Of importance to the APMCDRR is building the disaster resilience of small island developing states in the Pacific. These countries are often the most vulnerable countries to extreme weather events, and still have to mobilize resources to counter a global pandemic.
Speaking on both aspects, the Honorable Dr. Ifereimi Waqainabete, Minister of Health and Medical Services in Fiji, said:
“Our coordinates cannot change... we need to understand as a nation that we are prone to disasters. We are prone to cyclones, droughts and other extreme weather events, almost every year,” emphasizing that “as leaders in our own right, we must continue to make better decisions in building resilience to ensure that the devastating impacts of disasters are mitigated and reduced.”
To make the right decisions, countries need to strengthen their data collection systems and understanding of risk, which in turn contributes to the development of sound national and local disaster risk reduction strategies.
On that front, UNDRR noted that the region was making progress in reporting on several Sendai Framework indicators, as 67% of countries in Asia-Pacific have reported some data as of October 2020.
However, challenges remain around the collection of data that is disaggregated by sex, age and disability, which hinders the effectiveness of planning to ensure no one is left behind.

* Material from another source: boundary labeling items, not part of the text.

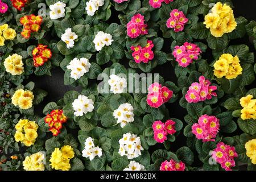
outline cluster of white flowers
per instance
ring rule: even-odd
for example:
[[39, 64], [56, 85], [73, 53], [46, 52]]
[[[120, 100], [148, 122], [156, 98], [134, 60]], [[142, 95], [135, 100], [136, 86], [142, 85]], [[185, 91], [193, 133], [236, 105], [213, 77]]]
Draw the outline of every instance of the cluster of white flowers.
[[66, 5], [60, 1], [58, 1], [54, 5], [49, 6], [50, 18], [52, 19], [56, 19], [65, 16], [65, 7]]
[[89, 158], [90, 160], [93, 160], [96, 156], [101, 157], [102, 155], [102, 150], [99, 147], [95, 147], [93, 140], [91, 137], [88, 137], [84, 142], [84, 148], [82, 151], [84, 158]]
[[131, 160], [130, 162], [128, 167], [123, 169], [123, 171], [146, 171], [144, 166], [140, 164], [136, 161]]
[[104, 0], [89, 0], [86, 2], [86, 10], [87, 14], [89, 16], [93, 16], [95, 11], [98, 10], [98, 7], [102, 6], [104, 5]]
[[86, 96], [79, 95], [78, 98], [75, 100], [72, 103], [73, 109], [75, 111], [75, 116], [82, 116], [84, 114], [92, 112], [93, 108], [94, 102], [92, 100], [88, 98]]
[[67, 44], [68, 49], [74, 47], [75, 40], [77, 38], [77, 35], [72, 32], [71, 28], [67, 28], [65, 30], [65, 33], [61, 35], [61, 40]]
[[71, 77], [75, 80], [79, 79], [84, 76], [84, 73], [89, 72], [90, 67], [90, 63], [87, 59], [84, 57], [79, 59], [76, 57], [67, 66], [67, 68], [71, 69]]
[[110, 34], [100, 31], [97, 32], [96, 35], [95, 35], [93, 43], [95, 44], [96, 51], [100, 51], [105, 46], [110, 46], [113, 41]]
[[122, 104], [119, 106], [118, 109], [114, 111], [113, 115], [117, 119], [117, 122], [121, 123], [121, 127], [123, 127], [127, 123], [134, 121], [133, 118], [133, 107], [129, 103]]
[[138, 157], [141, 155], [141, 151], [144, 150], [141, 146], [140, 138], [130, 133], [123, 135], [123, 138], [119, 140], [119, 144], [118, 154], [121, 156], [127, 156], [128, 159]]
[[114, 94], [123, 93], [127, 87], [126, 80], [115, 75], [111, 75], [110, 77], [108, 82], [110, 85], [110, 91]]

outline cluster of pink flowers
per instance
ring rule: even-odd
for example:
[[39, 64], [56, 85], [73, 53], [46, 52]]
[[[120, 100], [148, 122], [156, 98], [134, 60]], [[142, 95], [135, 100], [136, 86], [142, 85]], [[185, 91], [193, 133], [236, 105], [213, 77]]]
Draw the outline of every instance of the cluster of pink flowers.
[[234, 147], [221, 142], [217, 144], [217, 148], [212, 152], [212, 156], [222, 168], [226, 171], [232, 171], [231, 168], [236, 166], [234, 158], [237, 158], [238, 155]]
[[149, 4], [154, 8], [159, 8], [162, 6], [162, 3], [164, 2], [168, 5], [174, 0], [149, 0]]
[[188, 22], [188, 19], [186, 18], [182, 11], [177, 9], [173, 10], [170, 14], [170, 18], [166, 22], [168, 28], [174, 28], [175, 32], [183, 31], [185, 24]]
[[170, 161], [165, 160], [161, 163], [160, 171], [184, 171], [186, 166], [182, 162], [176, 162], [171, 159]]
[[199, 77], [199, 82], [193, 82], [189, 86], [185, 98], [189, 103], [196, 103], [210, 100], [212, 96], [217, 96], [217, 93], [213, 91], [217, 90], [216, 86], [210, 86], [210, 82], [201, 76]]
[[129, 0], [114, 0], [117, 3], [121, 3], [123, 2], [128, 1]]
[[5, 13], [7, 10], [8, 10], [7, 5], [0, 0], [0, 13]]
[[201, 52], [201, 49], [196, 44], [185, 42], [183, 46], [175, 46], [172, 55], [179, 65], [185, 68], [192, 63], [193, 60], [197, 60]]
[[141, 35], [147, 34], [147, 24], [144, 23], [144, 16], [139, 13], [134, 15], [126, 25], [127, 35], [131, 38], [136, 38]]
[[167, 139], [167, 134], [173, 135], [176, 133], [175, 122], [168, 119], [164, 123], [161, 121], [156, 121], [152, 125], [154, 138], [158, 143], [163, 143]]
[[152, 40], [147, 40], [147, 44], [145, 47], [142, 47], [141, 46], [131, 46], [131, 49], [133, 51], [133, 57], [137, 63], [141, 63], [141, 61], [144, 63], [148, 63], [148, 61], [154, 59], [154, 52], [152, 48], [154, 44]]
[[192, 126], [192, 133], [198, 139], [203, 142], [215, 141], [215, 138], [220, 129], [220, 119], [213, 115], [204, 114], [198, 119], [198, 123]]
[[148, 88], [147, 103], [151, 107], [158, 108], [163, 104], [168, 102], [172, 97], [173, 92], [166, 86], [155, 82]]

Moreover, countries continue to face challenges in adopting integrated approaches that combine climate change adaptation with disaster risk reduction and expanding their risk governance mechanisms to other sectors.
As the availability of funding is often a hindrance to the implementation of risk reduction strategies, UNDRR presented recommendations on how countries could finance risk prevention.
Green investment offers a particularly effective way to fund climate change adaptation and risk reduction measures, as is highlighted in a report that was launched by UNDRR at the APP-DRR, titled ‘Ecosystem-Based Disaster Risk Reduction: Implementing Nature-based Solutions for Resilience.’
However, as a result of the downturn in economic activity caused by the COVID-19 crisis, it might be necessary for governments to increase their support for green investments as part of their recovery efforts.
“Financially constrained firms have weaker environmental performance and COVID-19 could be detrimental to environmental investments. Going forward, there will be a need for some forms of public support to encourage green recovery,” said Dr. Hiroko Oura from the International Monetary Fund.
The APP-DRR was also an opportunity for countries and stakeholder groups to voice their priorities and concerns. These reflections were posted on the event page and will help inform planning for APMCDRR.
Not surprisingly, a word cloud generated from the reflections showed “COVID-19” to be the most frequently used word.
While COVID-19 featured prominently in discussions at the Forum, in his remarks closing the meeting, Mr. Animesh Kumar, Officer-in-Charge of UNDRR’s Regional Office for Asia-Pacific, noted that the APMCDRR intends to answer the bigger question of how to achieve resilience.
“The conference will not be only about COVID-19, but what does it tell us about disaster risk reduction. What do we mean by it, how can it be implemented, and what are the implications of systemic risk? This requires us to move from addressing the symptoms of risk, to the drivers of risk, and from drivers of risk to drivers of resilience. Such a transformative change in our approach is critical to achieving the Sendai Framework and the SDGs in the next 10 years.”